Quand je me suis installée à Paris autour de la trentaine, tous les serveurs m’appelaient « Mademoiselle ». Ils m’accueillaient d’un « Bonjour, mademoiselle », puis déclaraient « Voilà, mademoiselle » en posant mon café devant moi. En tant qu’Américaine, je trouvais charmante cette coutume locale. Dans les bars de New York ou d’ailleurs, on utilise rarement son équivalent anglais, Miss, qui fait un peu vieux jeu.
Mais, une fois la quarantaine atteinte, j’ai constaté un changement radical d’attitude. Les serveurs ont commencé à me donner du « Madame », même s’ils l’accompagnaient d’un ton exagérément cérémonieux ou d’un clin d’œil blagueur. Et puis les « Mademoiselle » occasionnels et enjoués ont disparu, de même que l’ironie qui atténuait les « Madame ». Je décelais aussi une nuance nouvelle dans les regards masculins récoltés dans la rue : « Je coucherais bien avec elle, semblaient-ils dire, mais seulement si je n’ai aucun effort à faire. »
Lecteur, lectrice, je t’avoue ne pas être l’égale de Brigitte Bardot : les têtes ne se tournent pas sur mon passage, mon sourire ne brise pas les cœurs. Pourtant, cette nouvelle étiquette m’a plongée dans un abîme existentiel. Qui est cette « Madame » que – selon un large consensus – je suis devenue ? Quelle est mon identité à présent ? Suis-je entrée dans une phase de ma vie où je vais devenir une matrone dépourvue de toute valeur sur le plan sexuel ?
Sans doute cette pensée rejoint-elle ma propension américaine à considérer l’âge comme un déclin inexorable. Une amie californienne me demandait un jour, en ne plaisantant qu’à moitié : « Tu ne trouves pas qu’il te reste cinq ans avant que plus personne ne veuille coucher avec toi ? » De toute façon, j’avais appris auprès de mes amis américains que la ménopause allait tuer ma libido. Même si tout cela heurte la féministe en moi, je dois bien avouer que c’est logique d’un point de vue évolutionnel. A quoi peut bien servir l’appétit sexuel – ou le sex-appeal – si l’on ne peut plus se reproduire ?
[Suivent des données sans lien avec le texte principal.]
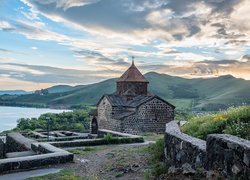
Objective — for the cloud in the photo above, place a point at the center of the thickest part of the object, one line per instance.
(47, 74)
(34, 48)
« Date d’expiration sexuelle »
D’ailleurs, les statistiques en matière d’activité sexuelle semblent confirmer cette tendance. Aux Etats-Unis, les femmes de 40 ans font encore assez régulièrement l’amour. Mais un tiers des quinquagénaires et près de la moitié des sexagénaires ne le font pas du tout pendant un an. Passé 70 ans, c’est quasiment le néant. Au Royaume-Uni, les chiffres sont tout aussi inquiétants (quant aux hommes, ils déclarent être bien mieux lotis, quelle que soit la tranche d’âge). Je me suis donc peut-être déjà résignée à l’idée que j’ai une « date d’expiration sexuelle » (en écho au sketch d’Amy Schumer ironisant sur le dernier jour où une actrice est encore « baisable »).